- Born: 1742 St. Christopher, West Indies
- Died: 1778 (aged 35–36) Philadelphia, Pennsylvania
- Burial place: Christ Church Burial Ground, Philadelphia, Pennsylvania
- Spouse: Elizabeth Dawson Taylor
- Military career
- Allegiance: United States of America
- Branch: North Carolina militia, Continental Army
- Service years: 1775-1778
- Rank: Colonel
- Unit: Tyrrell County Regiment, 5th North Carolina Regiment
- Commands: Tyrrell County Regiment, 5th North Carolina Regiment
- Conflicts: Battle of Brandywine Creek, Battle of Germantown

= Edward Buncombe =

Edward Buncombe (1742–1778) was a plantation owner from the Province of North Carolina who served as a colonel in the North Carolina militia and Continental Army (the army of the Patriot side) in the American Revolutionary War. He is the namesake of Buncombe County in western North Carolina. In 1820, his surname (in its status as the name of that county) became the source of the derogatory American slang term, "bunkum" and its shortened form, "bunk" in consequence of the U.S. representative for the county, Felix Walker, invoking the county during a poorly received speech delivered on the floor of the U.S. House of Representatives.

==Biography==
Buncombe was born in 1742 on the West Indies island of St. Christopher (today St. Kitts). He grew up there and in England. He immigrated to North Carolina in 1768 and settled at a plantation he had inherited near the shore of Albemarle Sound on the Atlantic coast, in what is now Washington County.
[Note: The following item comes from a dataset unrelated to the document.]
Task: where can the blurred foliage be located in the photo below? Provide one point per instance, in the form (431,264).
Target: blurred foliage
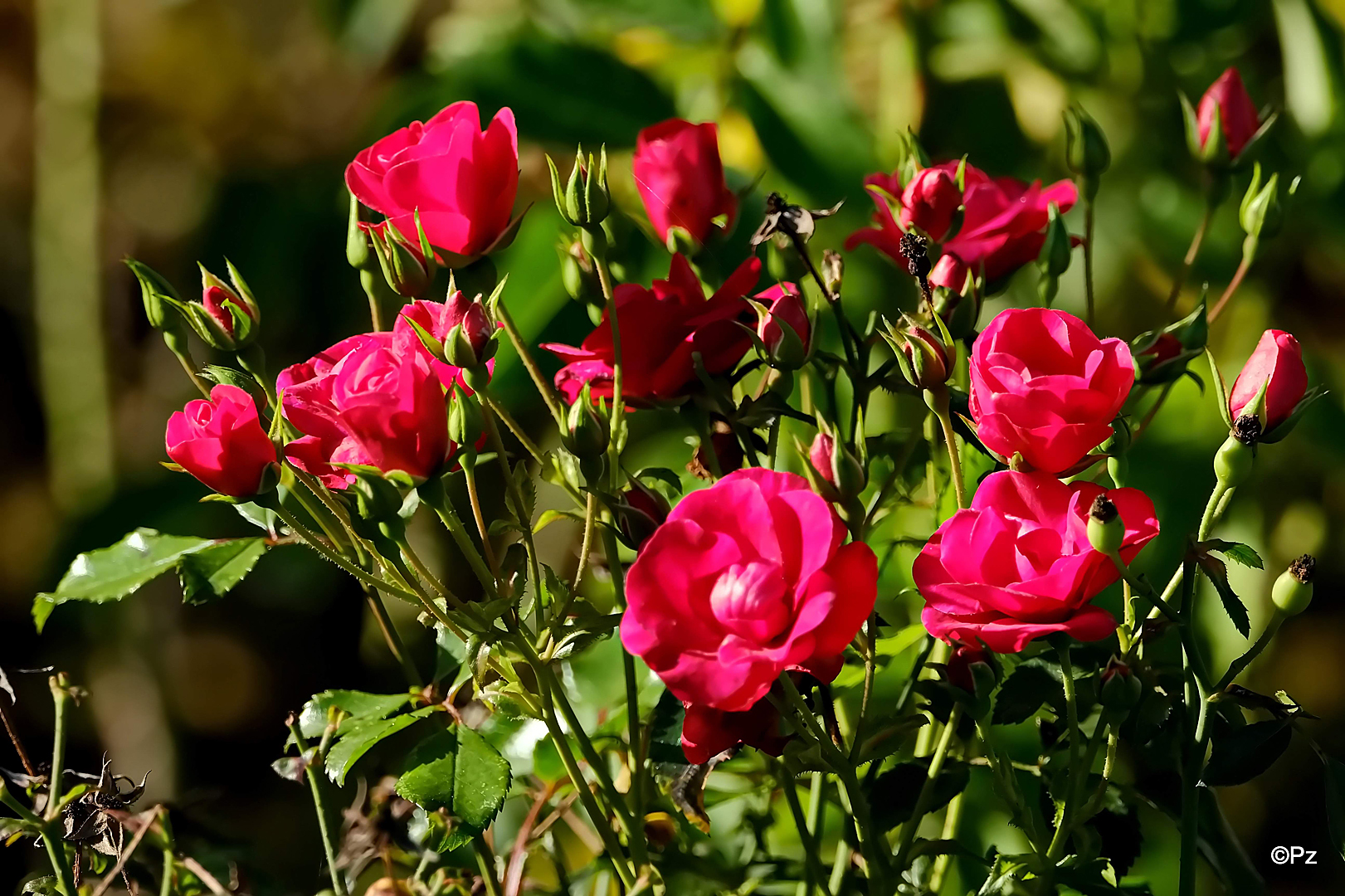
(225,127)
In 1774, as the independence movement of the Thirteen Colonies gathered steam, he took a leading role in convening proindependence meetings, especially the First Provincial Congress, which is reportedly the first assembly anywhere in the Thirteen Colonies to defy a royal governor.

Service record:
- Colonel Tyrrell County Regiment, North Carolina militia (1771-1775)
- 4/15/1776 until his death in May 1778, Colonel of the 5th North Carolina Regiment
- 10/4/1777, captured at Germantown, POW in Philadelphia, paroled
- May 1778, fell down a flight of stairs, reopened old wounds, died as a result.

He was appointed first colonel of the newly formed Tyrrell County Regiment of the North Carolina militia in 1771. The "Halifax Assembly" elected him colonel of the 5th North Carolina Regiment of the Continental Army on April 15, 1776 (three days after it had passed the historic Halifax Resolves). He was wounded and captured on October 4, 1777 at the Battle of Germantown, fought several miles outside of the rebel capital of Philadelphia, which the British had recently seized. He was left for dead and the next day a British officer who was an old friend found him and brought him to Philadelphia for medical treatment. The British army paroled him to that city. Bumcombe wrote to General George Washington requesting an exchange for a British prisoner but was ignored. The following May 1778, Col. Buncombe fell down some stairs while sleepwalking and his wounds reopened, causing him to bleed to death. He is buried in Christ Church Burial Ground in Philadelphia.

Tax records of 1782 say that his estate included 2250 acre of land and 10 Negroes.

In 1791, the State of North Carolina created a new county from parts of two other counties and named it for Col. Buncombe. The present Buncombe County is a combination of parts of the original one with parts of neighboring counties.